Статья представляет определенный интерес для читательской аудитории. В то же время сделанный автором вывод: «Хотя концепт Индо-Тихоокеанского региона вот уже несколько лет является едва ли не ключевым в глобальном стратегическом дискурсе, его содержание остается расплывчатым и противоречивым. Тем не менее, очевидно, что эта зона является стратегической системой, поскольку здесь пересекаются интересы ключевых держав, таких как Китай, Индия и США, хотя Индо-Тихоокеанские субрегионы также сохраняют свою собственную динамику» не тождественен проведенной работе. Причиной такого вывода как раз и является отсутствие в работе аналитических результатов, а также обращения к оппонентам.

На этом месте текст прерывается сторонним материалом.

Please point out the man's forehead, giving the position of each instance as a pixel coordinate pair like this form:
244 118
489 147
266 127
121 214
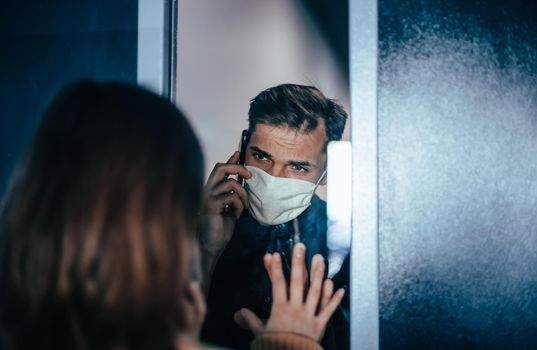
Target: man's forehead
277 139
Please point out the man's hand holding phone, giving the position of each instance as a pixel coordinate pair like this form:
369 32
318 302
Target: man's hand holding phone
224 200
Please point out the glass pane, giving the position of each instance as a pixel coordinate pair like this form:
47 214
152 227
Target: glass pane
228 52
458 186
46 45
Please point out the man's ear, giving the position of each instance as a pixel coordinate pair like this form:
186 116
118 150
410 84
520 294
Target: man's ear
324 180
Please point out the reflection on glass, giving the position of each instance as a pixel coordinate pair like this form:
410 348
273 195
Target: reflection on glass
229 52
457 104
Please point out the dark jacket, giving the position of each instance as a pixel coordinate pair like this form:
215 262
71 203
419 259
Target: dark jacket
240 280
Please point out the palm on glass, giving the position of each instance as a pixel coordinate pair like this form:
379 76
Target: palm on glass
297 309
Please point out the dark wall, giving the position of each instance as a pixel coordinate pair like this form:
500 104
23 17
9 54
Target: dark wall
47 44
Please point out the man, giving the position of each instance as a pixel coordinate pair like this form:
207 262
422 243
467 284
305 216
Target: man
285 160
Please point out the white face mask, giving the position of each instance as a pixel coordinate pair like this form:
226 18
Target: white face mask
275 200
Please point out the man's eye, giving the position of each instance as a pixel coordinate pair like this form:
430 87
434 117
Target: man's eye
260 156
299 168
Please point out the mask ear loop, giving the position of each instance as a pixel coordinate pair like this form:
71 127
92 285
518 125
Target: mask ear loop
296 237
321 178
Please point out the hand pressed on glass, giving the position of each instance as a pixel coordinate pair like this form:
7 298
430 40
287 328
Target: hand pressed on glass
299 309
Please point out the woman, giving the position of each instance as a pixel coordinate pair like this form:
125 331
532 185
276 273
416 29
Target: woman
97 233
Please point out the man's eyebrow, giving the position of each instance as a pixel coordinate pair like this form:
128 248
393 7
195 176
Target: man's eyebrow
302 163
265 153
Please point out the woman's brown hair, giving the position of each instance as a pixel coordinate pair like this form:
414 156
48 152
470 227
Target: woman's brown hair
96 222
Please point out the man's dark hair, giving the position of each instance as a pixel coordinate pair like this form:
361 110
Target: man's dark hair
298 107
96 223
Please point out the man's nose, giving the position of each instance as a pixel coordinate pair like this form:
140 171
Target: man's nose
277 171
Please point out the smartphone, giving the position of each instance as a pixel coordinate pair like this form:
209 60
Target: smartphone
245 138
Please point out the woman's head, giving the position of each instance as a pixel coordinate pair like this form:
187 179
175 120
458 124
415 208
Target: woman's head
97 221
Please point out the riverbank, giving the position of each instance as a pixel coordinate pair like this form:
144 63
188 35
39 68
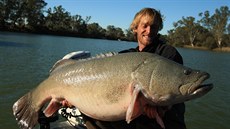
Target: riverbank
223 49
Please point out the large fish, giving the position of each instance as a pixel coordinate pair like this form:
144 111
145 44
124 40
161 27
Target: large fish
112 88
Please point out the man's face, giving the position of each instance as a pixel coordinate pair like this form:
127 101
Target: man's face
146 31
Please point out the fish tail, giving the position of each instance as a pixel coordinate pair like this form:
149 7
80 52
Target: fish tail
24 113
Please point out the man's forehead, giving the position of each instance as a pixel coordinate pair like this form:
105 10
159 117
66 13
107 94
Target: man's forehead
147 20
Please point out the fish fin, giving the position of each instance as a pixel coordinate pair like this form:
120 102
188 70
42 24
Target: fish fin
70 58
61 63
52 107
25 114
135 106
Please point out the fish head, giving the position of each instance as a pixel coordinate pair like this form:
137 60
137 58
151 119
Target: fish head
165 82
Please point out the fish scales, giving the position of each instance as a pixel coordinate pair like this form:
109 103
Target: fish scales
112 88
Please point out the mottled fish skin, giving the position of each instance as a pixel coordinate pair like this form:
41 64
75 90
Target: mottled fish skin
112 88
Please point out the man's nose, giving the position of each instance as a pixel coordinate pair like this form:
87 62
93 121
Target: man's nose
148 29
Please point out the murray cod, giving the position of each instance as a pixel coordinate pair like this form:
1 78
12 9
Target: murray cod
111 88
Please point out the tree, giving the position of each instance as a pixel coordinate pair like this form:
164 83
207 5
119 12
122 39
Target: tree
58 19
217 23
129 35
95 30
33 13
113 32
190 27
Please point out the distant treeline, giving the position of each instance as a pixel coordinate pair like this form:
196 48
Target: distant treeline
209 31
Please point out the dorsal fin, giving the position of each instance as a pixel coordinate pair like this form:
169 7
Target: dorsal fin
61 63
101 55
67 61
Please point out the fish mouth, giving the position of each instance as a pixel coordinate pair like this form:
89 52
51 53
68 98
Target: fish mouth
202 89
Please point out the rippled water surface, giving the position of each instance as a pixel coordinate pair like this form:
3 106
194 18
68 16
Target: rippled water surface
25 60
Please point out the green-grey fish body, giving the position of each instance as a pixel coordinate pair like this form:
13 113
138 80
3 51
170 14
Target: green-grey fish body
112 88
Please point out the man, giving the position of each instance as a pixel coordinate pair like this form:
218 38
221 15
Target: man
145 26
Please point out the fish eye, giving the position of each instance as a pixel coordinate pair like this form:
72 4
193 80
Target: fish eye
187 71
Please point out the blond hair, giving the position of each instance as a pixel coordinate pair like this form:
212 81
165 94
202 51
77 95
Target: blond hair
153 15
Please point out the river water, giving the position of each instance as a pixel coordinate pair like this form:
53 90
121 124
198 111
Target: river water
25 60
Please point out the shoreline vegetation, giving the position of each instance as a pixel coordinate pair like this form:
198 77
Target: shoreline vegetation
223 49
209 32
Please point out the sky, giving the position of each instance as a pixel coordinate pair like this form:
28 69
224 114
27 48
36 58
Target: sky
120 13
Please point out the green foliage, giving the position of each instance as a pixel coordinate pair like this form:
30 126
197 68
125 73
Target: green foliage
211 31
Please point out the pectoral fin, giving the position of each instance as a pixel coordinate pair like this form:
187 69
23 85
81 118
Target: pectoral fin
135 106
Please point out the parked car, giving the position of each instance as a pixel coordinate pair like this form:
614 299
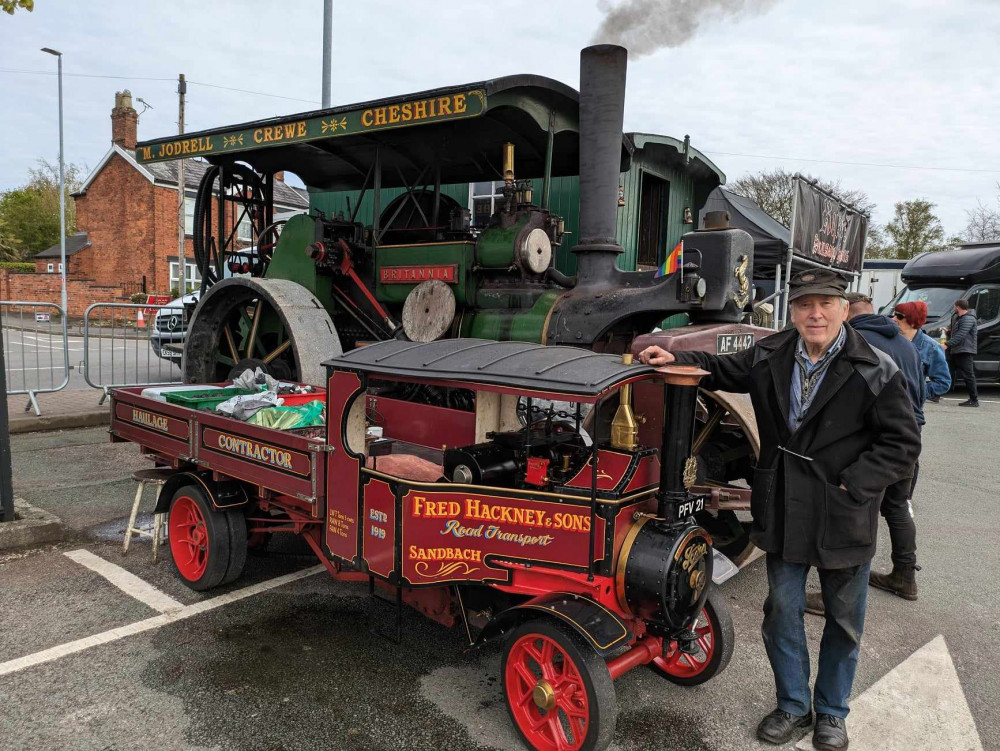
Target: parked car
166 335
971 272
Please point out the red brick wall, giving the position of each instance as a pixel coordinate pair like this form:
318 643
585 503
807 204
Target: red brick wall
165 243
80 293
116 214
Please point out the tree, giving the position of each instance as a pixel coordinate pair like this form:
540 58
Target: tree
983 223
29 215
914 229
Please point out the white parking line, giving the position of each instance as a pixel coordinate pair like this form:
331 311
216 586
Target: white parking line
106 637
126 581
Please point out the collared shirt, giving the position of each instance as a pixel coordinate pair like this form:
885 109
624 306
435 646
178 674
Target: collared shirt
807 376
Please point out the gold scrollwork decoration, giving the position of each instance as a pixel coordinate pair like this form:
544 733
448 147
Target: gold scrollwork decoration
445 568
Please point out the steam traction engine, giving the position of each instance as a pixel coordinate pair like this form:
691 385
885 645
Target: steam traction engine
579 552
420 271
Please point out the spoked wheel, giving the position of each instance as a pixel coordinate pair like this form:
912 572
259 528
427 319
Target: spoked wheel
273 324
208 547
713 648
559 692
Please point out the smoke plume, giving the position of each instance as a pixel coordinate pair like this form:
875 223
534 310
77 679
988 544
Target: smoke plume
644 26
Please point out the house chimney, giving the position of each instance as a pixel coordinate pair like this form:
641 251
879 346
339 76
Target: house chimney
124 120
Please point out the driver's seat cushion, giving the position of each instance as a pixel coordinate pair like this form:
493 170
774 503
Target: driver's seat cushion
407 467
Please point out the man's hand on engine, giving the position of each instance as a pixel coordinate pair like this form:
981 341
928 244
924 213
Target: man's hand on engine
656 356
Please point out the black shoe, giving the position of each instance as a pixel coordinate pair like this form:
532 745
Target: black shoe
830 733
780 727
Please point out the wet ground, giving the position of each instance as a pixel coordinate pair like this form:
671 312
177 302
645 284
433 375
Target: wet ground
298 667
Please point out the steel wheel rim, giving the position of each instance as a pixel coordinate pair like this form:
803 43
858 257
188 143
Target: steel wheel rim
188 538
682 665
533 660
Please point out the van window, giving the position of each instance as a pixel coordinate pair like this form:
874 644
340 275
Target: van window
986 303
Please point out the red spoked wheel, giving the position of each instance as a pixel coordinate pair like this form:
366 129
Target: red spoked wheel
188 538
208 546
713 647
557 688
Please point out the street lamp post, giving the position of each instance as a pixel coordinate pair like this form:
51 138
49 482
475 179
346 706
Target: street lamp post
62 208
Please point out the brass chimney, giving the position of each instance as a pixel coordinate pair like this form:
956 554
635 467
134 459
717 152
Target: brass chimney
624 428
508 163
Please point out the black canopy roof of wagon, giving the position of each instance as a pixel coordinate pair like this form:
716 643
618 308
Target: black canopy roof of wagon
515 365
334 148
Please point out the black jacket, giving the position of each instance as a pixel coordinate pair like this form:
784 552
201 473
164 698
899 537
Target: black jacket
964 335
859 432
883 334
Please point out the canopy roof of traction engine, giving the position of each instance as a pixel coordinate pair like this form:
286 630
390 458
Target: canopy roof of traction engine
519 366
456 127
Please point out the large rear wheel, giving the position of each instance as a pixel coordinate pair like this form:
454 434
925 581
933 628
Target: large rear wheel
273 324
559 692
209 547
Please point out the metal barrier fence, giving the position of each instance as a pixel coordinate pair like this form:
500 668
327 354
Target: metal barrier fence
132 344
36 349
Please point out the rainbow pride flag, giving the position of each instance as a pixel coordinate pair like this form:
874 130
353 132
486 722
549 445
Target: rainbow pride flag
673 262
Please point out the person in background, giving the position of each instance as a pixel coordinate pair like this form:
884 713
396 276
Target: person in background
910 317
962 346
836 428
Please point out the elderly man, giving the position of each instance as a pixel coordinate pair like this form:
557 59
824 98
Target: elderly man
836 429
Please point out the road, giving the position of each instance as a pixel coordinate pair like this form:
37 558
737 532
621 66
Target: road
34 359
297 667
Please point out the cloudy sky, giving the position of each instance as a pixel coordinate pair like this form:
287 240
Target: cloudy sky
896 97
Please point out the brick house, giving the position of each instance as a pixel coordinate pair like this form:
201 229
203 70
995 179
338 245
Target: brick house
126 217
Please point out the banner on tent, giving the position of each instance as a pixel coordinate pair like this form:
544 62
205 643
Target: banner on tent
826 231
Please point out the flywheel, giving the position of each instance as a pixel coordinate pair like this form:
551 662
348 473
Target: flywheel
274 324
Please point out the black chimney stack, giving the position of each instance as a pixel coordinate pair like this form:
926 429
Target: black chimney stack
602 110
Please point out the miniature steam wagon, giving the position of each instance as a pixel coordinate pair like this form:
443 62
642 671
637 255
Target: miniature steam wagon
579 552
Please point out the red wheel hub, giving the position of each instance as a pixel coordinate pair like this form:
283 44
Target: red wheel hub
547 696
684 665
188 538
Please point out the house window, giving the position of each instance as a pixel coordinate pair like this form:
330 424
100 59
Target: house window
482 201
188 216
192 277
244 230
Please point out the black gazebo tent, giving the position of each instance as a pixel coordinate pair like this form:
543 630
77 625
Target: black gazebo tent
770 237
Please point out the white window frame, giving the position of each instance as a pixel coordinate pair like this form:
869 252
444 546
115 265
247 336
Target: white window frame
245 225
188 215
192 279
496 185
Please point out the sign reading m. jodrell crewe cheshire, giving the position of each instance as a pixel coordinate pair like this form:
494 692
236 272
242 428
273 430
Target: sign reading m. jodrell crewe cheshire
383 116
827 231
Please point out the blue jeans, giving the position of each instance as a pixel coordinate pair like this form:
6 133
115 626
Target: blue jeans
845 595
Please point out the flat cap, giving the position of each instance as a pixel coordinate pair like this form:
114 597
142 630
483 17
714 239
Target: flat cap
817 282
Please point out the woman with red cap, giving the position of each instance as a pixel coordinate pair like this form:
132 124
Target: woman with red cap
910 316
901 581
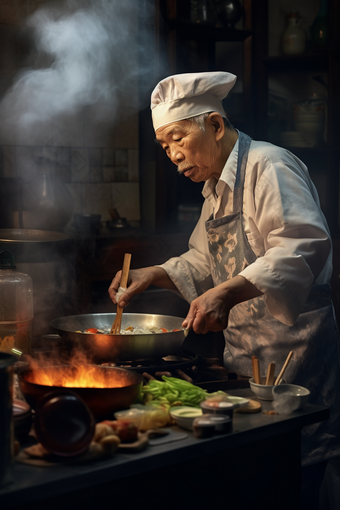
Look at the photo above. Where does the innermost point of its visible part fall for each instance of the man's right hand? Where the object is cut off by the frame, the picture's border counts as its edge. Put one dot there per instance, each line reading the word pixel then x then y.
pixel 139 280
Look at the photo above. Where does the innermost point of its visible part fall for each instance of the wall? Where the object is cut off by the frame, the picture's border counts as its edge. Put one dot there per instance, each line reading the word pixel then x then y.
pixel 93 148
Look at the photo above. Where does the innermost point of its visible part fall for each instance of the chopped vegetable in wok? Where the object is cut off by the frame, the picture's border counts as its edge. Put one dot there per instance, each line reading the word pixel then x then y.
pixel 174 392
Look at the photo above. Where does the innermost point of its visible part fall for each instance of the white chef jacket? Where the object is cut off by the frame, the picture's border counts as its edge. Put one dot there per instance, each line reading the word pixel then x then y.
pixel 284 225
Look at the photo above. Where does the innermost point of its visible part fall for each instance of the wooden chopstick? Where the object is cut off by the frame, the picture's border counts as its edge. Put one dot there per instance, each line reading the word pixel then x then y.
pixel 279 377
pixel 270 374
pixel 115 330
pixel 256 370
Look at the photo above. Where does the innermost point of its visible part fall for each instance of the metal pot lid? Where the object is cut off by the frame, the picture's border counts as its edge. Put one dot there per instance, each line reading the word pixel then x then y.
pixel 16 235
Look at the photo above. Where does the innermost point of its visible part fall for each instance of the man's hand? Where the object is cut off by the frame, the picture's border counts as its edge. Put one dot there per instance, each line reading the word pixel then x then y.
pixel 210 311
pixel 139 280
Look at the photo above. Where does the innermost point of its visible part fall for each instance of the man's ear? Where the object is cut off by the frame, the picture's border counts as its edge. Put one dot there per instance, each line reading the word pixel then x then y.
pixel 217 122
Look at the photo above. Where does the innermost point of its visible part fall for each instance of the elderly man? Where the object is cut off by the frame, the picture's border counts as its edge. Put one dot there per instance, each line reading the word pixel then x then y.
pixel 259 260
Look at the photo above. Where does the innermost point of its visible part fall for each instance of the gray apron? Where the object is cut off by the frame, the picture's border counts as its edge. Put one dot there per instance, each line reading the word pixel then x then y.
pixel 253 331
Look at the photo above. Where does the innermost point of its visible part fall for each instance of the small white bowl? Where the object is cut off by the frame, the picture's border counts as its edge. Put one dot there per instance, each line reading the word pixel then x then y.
pixel 184 416
pixel 299 395
pixel 263 391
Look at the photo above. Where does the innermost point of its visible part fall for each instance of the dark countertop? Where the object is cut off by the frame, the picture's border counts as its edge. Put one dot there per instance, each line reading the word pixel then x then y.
pixel 33 484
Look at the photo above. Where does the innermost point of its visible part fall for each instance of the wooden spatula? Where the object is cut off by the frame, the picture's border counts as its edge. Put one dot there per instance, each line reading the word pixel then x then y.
pixel 270 374
pixel 115 330
pixel 278 379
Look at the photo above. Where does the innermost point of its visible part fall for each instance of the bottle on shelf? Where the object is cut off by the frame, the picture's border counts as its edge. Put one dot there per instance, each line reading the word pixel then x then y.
pixel 294 37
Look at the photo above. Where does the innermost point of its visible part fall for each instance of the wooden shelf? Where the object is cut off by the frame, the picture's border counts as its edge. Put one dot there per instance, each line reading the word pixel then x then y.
pixel 311 61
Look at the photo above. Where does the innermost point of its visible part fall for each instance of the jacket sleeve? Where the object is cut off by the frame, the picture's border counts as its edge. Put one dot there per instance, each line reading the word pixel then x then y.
pixel 296 242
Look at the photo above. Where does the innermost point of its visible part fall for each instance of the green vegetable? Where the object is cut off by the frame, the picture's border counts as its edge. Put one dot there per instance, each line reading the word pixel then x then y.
pixel 172 391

Не имеет под собой исследовательской почвы, а также не совсем понятен и вывод о том, что: «В целом, Indo-Pacific - это идея не столько нового геополитического, а нового геоэкономического порядка». В современной геостратегии уже давно геополитика и геоэкономика идут рука об руку и все, что сегодня делается во взаимоотношениях ведущих стран мира направлено именно на развитие своих рынков сбыта. Причем это не скрывают ни Д. Трамп, ни В.В. Путин.
Однако, несмотря на вышеизложенные недостатки, работа проделана достаточно объемная и может послужить интегральной основой для ученых, занимающихся проблематикой данного региона.